Concerto Budapest’s A Celebration of Hungary Treasures, a one-day festival held annually as a convergence point for various genres and performers from different artistic worlds, will featuring Kossuth Prize-winning violinist Kristóf Baráti returning to conduct the orchestra again at the morning concert. They will kick off with a work entitled Laudate... by Kossuth Prize-winning composer László Dubrovay, officially recognised as an Artist of the Nation, and published in 2025, which was written for solo instrument and strings. Serving as the soloist will be the flautist Orsolya Kaczander.
Typical of the composer’s style, this work also weaves together Hungarian musical traditions with the results of modern audio research and innovative playing techniques. – The Spellbound Concerto was born from the music composed by Miklós Rózsa, a Hungarian composer who later settled in Hollywood, for Alfred Hitchcock’s 1945 film Spellbound, which won Rózsa his first Oscar. The concerto version, written in 1946 – for which Valentin Magyar will serve as the soloist – is one of Rózsa’s most popular works, combining the grand orchestral sound of Hollywood’s ‘golden age’ with the psychological tension that also permeates the film.

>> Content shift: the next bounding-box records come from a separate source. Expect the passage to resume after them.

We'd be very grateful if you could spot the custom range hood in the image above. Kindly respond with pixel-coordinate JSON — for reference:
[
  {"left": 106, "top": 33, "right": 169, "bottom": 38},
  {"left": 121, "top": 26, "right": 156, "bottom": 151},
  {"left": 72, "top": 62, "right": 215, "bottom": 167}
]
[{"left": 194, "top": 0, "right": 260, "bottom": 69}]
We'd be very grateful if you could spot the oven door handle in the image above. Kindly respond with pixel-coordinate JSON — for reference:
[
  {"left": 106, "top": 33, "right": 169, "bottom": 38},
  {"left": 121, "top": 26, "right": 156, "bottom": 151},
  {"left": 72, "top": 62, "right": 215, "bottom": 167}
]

The concert will conclude with one of Bartók’s most beloved works, The Miraculous Mandarin, which was first premiered 100 years ago and, with its depiction of carnal love and its dissonance and sound world that distanced itself from the tonal sounds of the bourgeois music of the time, was met, as one of the composer’s most progressive works, primarily with utter incomprehension in its own time. The ballet would have to wait until after Bartók‘s death before it was first presented in Hungary.